I have written previously about my great-great-grandfather Seth Dunham’s discovery of the quicksilver (mercury) lode that became the Redington Quicksilver Mine in then-Lake County. Recently I was sent an article from the Ukiah Republican Press of 8 October 1897 that indicates Seth was also responsible for discovery of the claim that became the Great Western Quicksilver Mine in Lake County and was involved in gold prospecting in Mendocino County. The relevant text from that article follows.
Seth Dunham Proves Mendocino to be Very Rich in Gold-Bearing Rock.
The Mendocino Outlook
J. M. Dill was down from Laytonville Tuesday and stated to a reporter from the Press that the people in that section of the country are greatly interested in the mining developments made there.
Some very promising leads have been discovered by Seth Dunham, an old miner and well-known resident of the Laytonville section. Mr.
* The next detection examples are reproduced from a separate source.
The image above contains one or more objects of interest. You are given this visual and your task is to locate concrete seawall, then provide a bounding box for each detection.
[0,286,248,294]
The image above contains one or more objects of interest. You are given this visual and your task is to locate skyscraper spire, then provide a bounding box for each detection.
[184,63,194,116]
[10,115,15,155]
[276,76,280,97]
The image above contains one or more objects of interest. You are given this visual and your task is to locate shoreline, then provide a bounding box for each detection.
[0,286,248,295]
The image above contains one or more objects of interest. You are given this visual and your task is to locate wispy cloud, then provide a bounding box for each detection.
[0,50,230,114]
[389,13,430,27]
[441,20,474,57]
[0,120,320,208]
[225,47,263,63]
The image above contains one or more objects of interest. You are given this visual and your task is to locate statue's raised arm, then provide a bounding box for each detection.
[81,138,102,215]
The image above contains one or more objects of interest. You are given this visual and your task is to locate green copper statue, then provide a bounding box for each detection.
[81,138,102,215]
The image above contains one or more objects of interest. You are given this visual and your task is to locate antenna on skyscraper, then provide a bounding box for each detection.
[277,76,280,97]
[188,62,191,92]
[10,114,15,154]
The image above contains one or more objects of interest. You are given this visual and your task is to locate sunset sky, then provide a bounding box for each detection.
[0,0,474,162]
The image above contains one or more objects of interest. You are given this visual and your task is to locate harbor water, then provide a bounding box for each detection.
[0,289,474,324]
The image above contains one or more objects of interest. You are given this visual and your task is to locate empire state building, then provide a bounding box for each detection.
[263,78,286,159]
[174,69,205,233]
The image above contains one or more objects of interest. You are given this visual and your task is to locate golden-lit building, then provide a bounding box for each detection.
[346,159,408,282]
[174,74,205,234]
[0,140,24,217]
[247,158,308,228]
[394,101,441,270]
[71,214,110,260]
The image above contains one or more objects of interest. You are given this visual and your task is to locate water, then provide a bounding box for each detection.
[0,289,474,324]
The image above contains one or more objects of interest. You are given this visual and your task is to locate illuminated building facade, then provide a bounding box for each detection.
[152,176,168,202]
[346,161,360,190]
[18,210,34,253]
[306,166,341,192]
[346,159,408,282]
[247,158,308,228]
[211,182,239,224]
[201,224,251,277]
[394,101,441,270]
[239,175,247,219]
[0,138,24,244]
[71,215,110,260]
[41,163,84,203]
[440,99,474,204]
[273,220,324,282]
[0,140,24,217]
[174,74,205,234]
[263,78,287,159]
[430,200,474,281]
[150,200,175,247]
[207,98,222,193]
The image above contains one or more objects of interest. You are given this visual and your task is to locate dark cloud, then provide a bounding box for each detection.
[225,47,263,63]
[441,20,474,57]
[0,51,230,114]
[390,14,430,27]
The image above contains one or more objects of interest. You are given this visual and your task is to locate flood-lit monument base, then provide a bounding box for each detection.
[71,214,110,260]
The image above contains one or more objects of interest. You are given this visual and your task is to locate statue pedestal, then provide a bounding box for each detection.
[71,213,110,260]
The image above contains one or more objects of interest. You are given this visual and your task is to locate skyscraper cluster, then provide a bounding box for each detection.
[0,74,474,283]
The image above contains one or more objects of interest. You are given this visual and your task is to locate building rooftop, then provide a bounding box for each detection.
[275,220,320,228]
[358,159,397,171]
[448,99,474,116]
Dunham, accompanied by the son of Mr. Dill, has been prospecting extensively in northern Mendocino, and has located thirteen claims. The lowest returns received from specimens sent to the Selby Smelting company are $25 a ton, and the ledge is a well-defined one and has been traced for miles.
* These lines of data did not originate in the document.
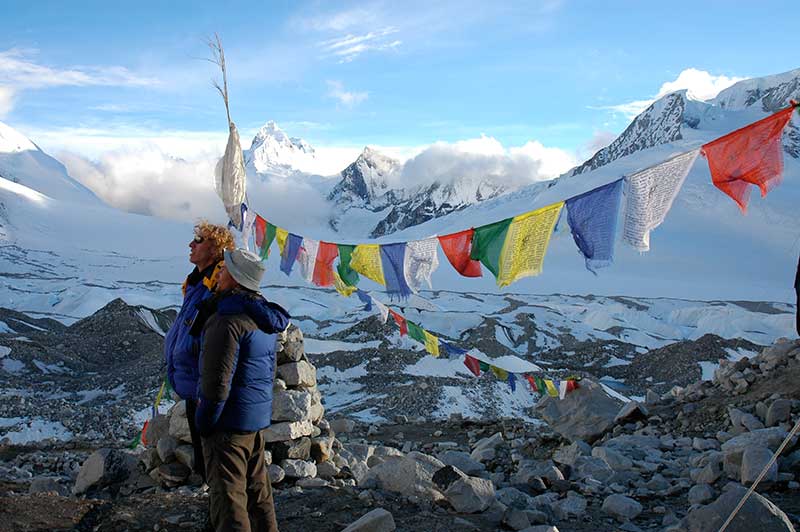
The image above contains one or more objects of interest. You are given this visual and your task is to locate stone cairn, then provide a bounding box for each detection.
[139,325,339,487]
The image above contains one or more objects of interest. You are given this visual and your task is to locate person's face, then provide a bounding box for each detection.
[189,234,214,268]
[217,263,236,292]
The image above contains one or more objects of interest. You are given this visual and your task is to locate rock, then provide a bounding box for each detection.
[365,451,444,500]
[536,379,621,442]
[272,390,311,421]
[503,508,531,530]
[436,451,486,476]
[281,459,317,478]
[614,401,650,424]
[267,464,286,484]
[143,414,169,447]
[431,466,467,491]
[689,484,714,504]
[739,446,778,486]
[553,440,592,466]
[72,448,136,495]
[342,508,396,532]
[766,399,792,427]
[261,421,314,443]
[278,360,317,388]
[602,493,642,521]
[330,418,356,434]
[317,462,339,480]
[592,447,633,471]
[156,436,178,463]
[174,445,194,470]
[685,486,794,532]
[444,476,495,513]
[158,462,192,485]
[166,401,192,443]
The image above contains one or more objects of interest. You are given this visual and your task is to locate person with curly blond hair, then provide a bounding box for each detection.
[164,221,235,481]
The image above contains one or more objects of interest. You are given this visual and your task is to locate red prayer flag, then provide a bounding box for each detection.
[439,229,482,277]
[464,355,481,377]
[702,107,794,212]
[389,309,408,336]
[254,214,267,250]
[312,242,339,286]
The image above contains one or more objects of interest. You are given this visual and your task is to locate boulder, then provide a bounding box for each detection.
[278,360,317,388]
[739,446,778,486]
[72,448,136,495]
[272,390,311,421]
[281,459,317,478]
[261,421,314,443]
[365,451,444,500]
[536,379,621,442]
[436,451,486,476]
[685,486,794,532]
[342,508,396,532]
[602,493,642,521]
[444,477,495,513]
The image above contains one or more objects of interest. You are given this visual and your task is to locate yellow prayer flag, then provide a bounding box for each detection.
[275,227,289,255]
[350,244,386,286]
[489,366,508,381]
[422,330,439,357]
[497,201,564,286]
[333,268,358,297]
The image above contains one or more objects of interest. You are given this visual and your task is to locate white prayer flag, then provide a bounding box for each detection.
[622,149,700,251]
[403,237,439,293]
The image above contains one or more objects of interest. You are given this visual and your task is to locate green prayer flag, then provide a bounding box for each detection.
[469,218,514,277]
[407,321,425,344]
[336,244,358,286]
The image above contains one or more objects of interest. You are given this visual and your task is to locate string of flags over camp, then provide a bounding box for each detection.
[217,101,798,398]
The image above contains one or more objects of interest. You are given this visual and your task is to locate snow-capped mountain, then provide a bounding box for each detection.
[244,120,315,176]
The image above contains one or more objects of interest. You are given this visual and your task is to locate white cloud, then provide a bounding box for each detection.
[0,86,15,118]
[327,80,369,107]
[0,48,159,88]
[394,135,577,187]
[320,26,403,63]
[595,68,747,118]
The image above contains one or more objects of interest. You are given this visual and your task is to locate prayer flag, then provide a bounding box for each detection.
[408,321,425,344]
[279,233,303,275]
[389,309,408,336]
[380,242,411,299]
[439,229,482,277]
[312,242,339,286]
[491,366,508,381]
[356,289,372,312]
[297,238,319,283]
[703,106,794,212]
[403,237,439,292]
[566,179,622,274]
[622,150,699,251]
[422,331,439,357]
[336,244,358,286]
[464,355,481,377]
[350,244,386,285]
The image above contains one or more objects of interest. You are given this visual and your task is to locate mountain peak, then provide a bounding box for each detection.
[244,120,315,175]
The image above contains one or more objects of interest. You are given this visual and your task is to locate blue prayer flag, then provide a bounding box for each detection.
[566,179,622,275]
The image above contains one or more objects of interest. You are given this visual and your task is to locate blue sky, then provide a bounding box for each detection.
[0,0,800,169]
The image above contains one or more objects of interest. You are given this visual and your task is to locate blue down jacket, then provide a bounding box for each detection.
[195,289,290,436]
[164,263,221,399]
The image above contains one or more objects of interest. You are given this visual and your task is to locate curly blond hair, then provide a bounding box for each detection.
[194,220,236,260]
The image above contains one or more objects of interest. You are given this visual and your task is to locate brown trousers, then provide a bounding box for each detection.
[203,432,278,532]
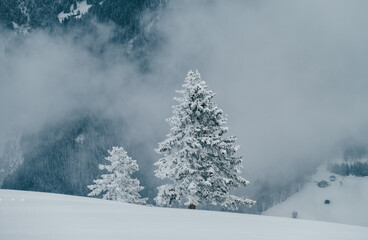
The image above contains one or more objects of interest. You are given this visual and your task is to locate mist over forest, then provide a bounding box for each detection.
[0,0,368,213]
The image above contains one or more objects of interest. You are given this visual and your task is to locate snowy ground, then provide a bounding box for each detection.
[0,190,368,240]
[263,166,368,227]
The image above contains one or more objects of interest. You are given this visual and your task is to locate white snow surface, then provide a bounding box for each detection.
[0,190,368,240]
[58,0,92,23]
[262,165,368,227]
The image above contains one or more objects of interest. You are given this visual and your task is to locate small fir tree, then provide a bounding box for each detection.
[155,71,255,210]
[87,147,147,204]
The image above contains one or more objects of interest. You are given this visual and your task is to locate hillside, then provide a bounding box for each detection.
[0,190,368,240]
[263,165,368,226]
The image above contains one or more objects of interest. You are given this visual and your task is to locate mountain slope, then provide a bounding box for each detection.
[0,190,368,240]
[263,166,368,226]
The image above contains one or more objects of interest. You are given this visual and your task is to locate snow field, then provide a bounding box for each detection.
[262,165,368,226]
[0,190,368,240]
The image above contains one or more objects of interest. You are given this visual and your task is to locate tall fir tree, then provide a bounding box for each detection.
[87,147,147,204]
[155,71,255,210]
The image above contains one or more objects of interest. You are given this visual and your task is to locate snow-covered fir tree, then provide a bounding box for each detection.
[88,147,147,204]
[155,71,255,210]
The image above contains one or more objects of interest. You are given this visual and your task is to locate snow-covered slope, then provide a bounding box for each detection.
[263,166,368,227]
[0,190,368,240]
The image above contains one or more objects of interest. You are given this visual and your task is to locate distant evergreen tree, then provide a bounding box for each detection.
[155,71,255,210]
[88,147,147,204]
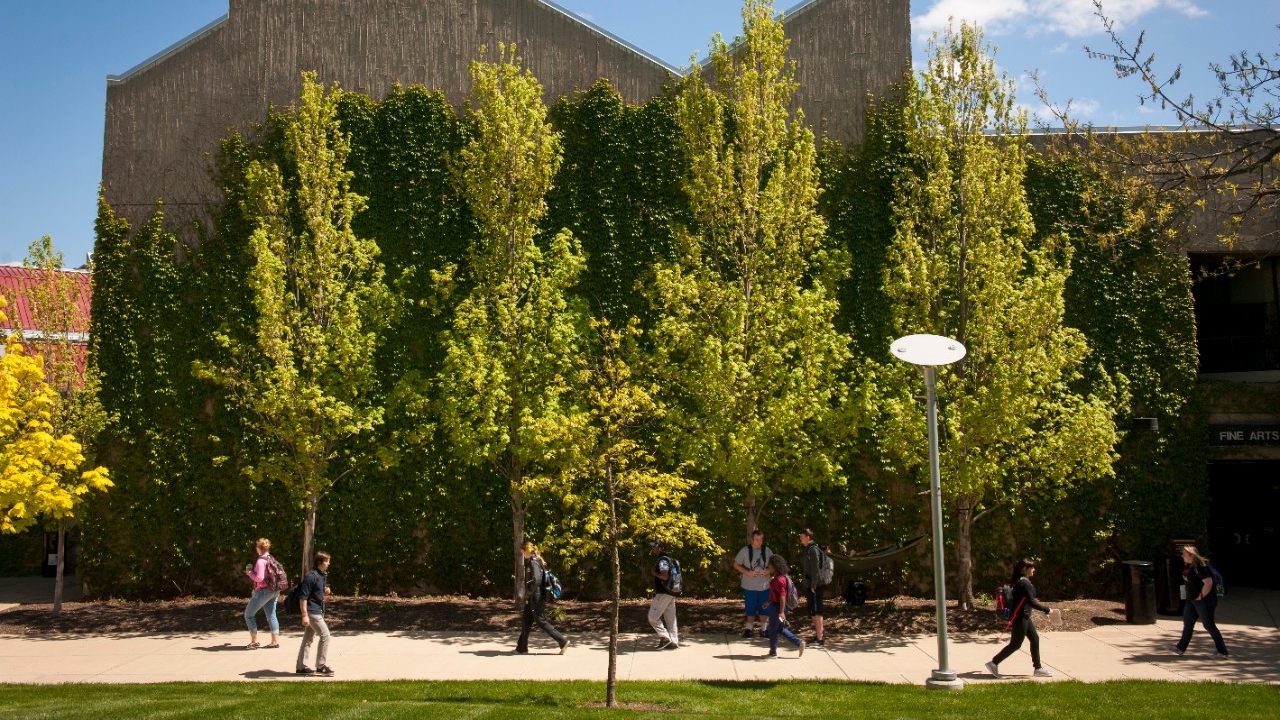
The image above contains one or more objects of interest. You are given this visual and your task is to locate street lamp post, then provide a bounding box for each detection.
[891,334,965,691]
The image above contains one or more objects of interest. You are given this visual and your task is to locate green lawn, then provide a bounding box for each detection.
[0,679,1280,720]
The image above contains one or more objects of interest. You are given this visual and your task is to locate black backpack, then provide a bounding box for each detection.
[284,574,310,615]
[663,555,685,594]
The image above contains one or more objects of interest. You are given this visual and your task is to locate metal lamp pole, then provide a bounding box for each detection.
[892,334,965,689]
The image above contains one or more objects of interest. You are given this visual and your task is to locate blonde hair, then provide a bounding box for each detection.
[1183,544,1208,565]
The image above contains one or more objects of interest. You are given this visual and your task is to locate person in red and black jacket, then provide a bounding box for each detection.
[987,559,1053,678]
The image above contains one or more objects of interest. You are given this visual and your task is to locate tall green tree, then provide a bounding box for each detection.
[433,45,585,605]
[863,24,1119,609]
[653,0,849,532]
[195,73,388,571]
[23,234,111,615]
[557,318,719,707]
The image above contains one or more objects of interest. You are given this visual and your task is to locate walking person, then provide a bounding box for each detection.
[296,551,333,675]
[516,541,568,655]
[765,555,804,657]
[733,529,773,638]
[649,541,680,650]
[800,528,827,647]
[987,559,1053,678]
[244,538,280,650]
[1170,544,1231,660]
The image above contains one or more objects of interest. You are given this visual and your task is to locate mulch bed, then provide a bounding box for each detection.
[0,596,1124,637]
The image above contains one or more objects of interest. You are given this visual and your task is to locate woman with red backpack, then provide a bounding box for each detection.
[244,538,280,650]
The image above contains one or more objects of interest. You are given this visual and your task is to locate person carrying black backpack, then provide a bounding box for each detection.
[1170,544,1231,660]
[516,541,568,655]
[291,551,333,675]
[649,541,680,650]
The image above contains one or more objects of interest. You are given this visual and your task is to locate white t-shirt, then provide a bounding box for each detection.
[733,546,773,591]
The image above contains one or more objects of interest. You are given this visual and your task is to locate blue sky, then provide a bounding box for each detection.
[0,0,1280,265]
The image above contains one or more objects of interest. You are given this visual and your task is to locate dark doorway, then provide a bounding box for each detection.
[1208,460,1280,591]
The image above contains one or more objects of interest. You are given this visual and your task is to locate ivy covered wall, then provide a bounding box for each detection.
[81,75,1207,597]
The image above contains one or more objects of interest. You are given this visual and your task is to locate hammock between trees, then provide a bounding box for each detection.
[828,536,929,573]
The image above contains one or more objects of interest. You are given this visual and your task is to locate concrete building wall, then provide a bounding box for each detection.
[102,0,911,234]
[102,0,671,233]
[785,0,911,143]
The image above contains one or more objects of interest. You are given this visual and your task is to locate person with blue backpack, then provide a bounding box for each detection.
[764,555,804,657]
[516,541,568,655]
[1170,544,1231,660]
[987,557,1053,678]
Mr. Dunham was the discoverer of the Knoxville and Great Western mines, and is thoroughly well posted in mineral bearing rock. He says that beyond a doubt the Laytonville section is one of the richest in the country.
The new discoveries are about 12 miles northeast of Laytonville and are on the line of the Red Mountain prospect. At the latter place Messrs. John Graham of Eureka and John Beaumont and Douglas Mackellar of Laytonville have located some handsome prospects. They will begin sinking a shaft next week.
When they first struck the leas they are to develop the ore assayed $5 a ton but the deeper they go the richer the returns appear. The latest assay shows $15 to the ton, and one of the gentlemen will go down to San Francisco during the coming week for the purpose of arranging for the purchase of a 10-stamp mill.